Overview
As the volume of digital information continues to grow, we are faced with a paradox. We can read and interpret the Dead Sea scrolls written almost 2000 years ago, but we cannot do the same with data generated 20 years ago on a 5.25 inch floppy disk. Ironically, as the world becomes digital, we may be entering a digital "Dark Ages" in which business, public, and personal assets are in ever greater danger of being lost. But, on the other hand, there is an increased need for long-lived digital information. Recent compliance legislation, such as HIPAA and the Sarbanes-Oxley Act, which require long-term data viability, have increased the need to study how to preserve myriad types of information, such as scientific, financial, healthcare, artistic, and cultural data for tens and even hundreds of years.
Preserving information is more than just storing bits of data. It involves preserving the understandability and usability of complex interrelated objects even when technologies for computer hardware, operating systems, data management products, and applications are replaced with newer ones -- and as data consumers (designated communities) change frequently. This poses new requirements to ensure long-term access and understandability, while enabling new interpretations of the same data.

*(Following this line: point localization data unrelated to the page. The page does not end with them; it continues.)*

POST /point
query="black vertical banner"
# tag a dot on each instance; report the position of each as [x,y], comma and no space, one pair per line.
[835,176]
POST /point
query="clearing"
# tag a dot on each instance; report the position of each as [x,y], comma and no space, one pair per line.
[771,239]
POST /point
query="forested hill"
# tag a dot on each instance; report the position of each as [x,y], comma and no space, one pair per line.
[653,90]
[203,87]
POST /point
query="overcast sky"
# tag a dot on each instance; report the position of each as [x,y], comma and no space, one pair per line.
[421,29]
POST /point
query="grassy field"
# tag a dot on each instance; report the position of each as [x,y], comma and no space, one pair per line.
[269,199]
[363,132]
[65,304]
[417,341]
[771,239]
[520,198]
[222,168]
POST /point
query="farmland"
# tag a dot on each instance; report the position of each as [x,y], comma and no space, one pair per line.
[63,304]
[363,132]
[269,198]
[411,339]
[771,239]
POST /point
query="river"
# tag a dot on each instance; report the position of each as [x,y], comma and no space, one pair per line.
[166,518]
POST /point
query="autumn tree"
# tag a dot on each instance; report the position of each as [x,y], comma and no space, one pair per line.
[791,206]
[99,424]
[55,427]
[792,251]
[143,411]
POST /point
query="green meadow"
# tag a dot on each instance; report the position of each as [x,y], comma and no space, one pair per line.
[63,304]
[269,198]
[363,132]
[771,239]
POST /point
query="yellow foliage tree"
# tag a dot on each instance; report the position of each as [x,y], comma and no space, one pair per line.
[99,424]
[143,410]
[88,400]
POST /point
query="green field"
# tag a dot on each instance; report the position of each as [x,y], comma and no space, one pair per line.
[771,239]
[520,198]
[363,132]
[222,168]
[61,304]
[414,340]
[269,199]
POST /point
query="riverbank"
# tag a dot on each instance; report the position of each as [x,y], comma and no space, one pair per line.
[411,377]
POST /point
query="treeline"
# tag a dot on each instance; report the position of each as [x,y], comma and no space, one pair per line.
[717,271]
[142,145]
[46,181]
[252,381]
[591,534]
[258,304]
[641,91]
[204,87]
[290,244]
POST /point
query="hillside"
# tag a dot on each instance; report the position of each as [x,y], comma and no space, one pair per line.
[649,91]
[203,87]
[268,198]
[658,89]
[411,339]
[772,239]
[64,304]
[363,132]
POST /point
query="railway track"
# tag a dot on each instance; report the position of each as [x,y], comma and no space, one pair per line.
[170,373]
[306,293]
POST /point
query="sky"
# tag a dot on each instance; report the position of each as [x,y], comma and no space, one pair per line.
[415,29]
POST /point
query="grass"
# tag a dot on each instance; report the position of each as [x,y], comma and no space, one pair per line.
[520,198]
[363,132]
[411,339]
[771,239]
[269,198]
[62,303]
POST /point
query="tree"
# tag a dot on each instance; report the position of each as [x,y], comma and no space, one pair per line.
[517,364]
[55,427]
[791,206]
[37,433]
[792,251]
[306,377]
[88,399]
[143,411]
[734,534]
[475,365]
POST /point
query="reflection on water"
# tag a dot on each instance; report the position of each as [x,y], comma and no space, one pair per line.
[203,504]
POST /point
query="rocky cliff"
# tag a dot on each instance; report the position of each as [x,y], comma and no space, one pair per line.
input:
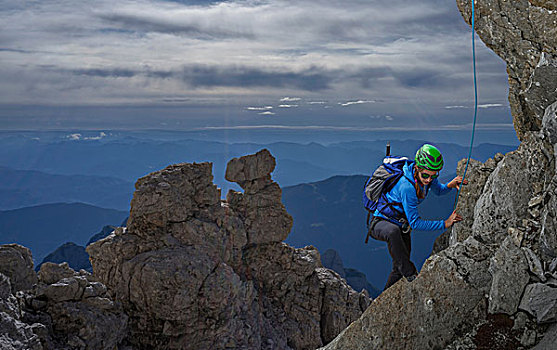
[191,271]
[196,272]
[59,309]
[492,282]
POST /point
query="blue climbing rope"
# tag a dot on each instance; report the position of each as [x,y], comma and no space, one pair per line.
[475,105]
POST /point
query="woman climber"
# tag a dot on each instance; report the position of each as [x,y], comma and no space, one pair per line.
[398,216]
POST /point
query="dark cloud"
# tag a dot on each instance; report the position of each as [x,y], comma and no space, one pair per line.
[421,78]
[145,24]
[312,79]
[106,73]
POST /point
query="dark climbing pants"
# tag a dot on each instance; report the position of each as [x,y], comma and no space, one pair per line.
[399,245]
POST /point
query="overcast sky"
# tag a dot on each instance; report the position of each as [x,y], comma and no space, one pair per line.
[349,64]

At the heart of any solution to the preservation problem resides a storage component, which is the permanent location of the information. Traditional archival storage considers only bit preservation, if it considers preservation issues at all. We argue that in order to better preserve data and understandability for long periods, a new type of storage must emerge to take preservation considerations into account.
Preservation DataStores (PDS) is such a novel storage component that supports digital preservation environments ensuring data usability and integrity over long periods of time. PDS supports new functionalities and extensions that are specific for logical preservation. It encapsulates the raw data with its complex interrelated metadata objects, so they are inseparable during the migration processes and when accessing the data in the future. PDS decreases the data transfer between the applications and the storage by offloading data intensive functions such as fixity computations and transformations to the storage. The PDS storage system simplifies the applications by transferring the responsibility for managing the storage-related events, such as provenance events, to the storage itself.
PDS can be used in a preservation solution as the storage infrastructure that manages preservation objects over time. It can be integrated in a cloud-based service for providing archive and long-term retention and preservation service. PDS can also be integrated with an enterprise content management (ECM) system to provide OAIS-based logical preservation support to the ECM. PDS maps the preservation objects to the ECM object model, utilizing its advantages as well as ensuring the preservation object encapsulation, co-location, and usability over time.
PDS serves as infrastructure storage of CASPAR, and was installed and experimented with at the Europe Space Agency (ESA) where it was tested with scientific data. A PDS prototype is available for public download and free evaluation at IBM AlphaWorks. Some PDS concepts are leveraged in standardization efforts via the SNIA LTR technical working group.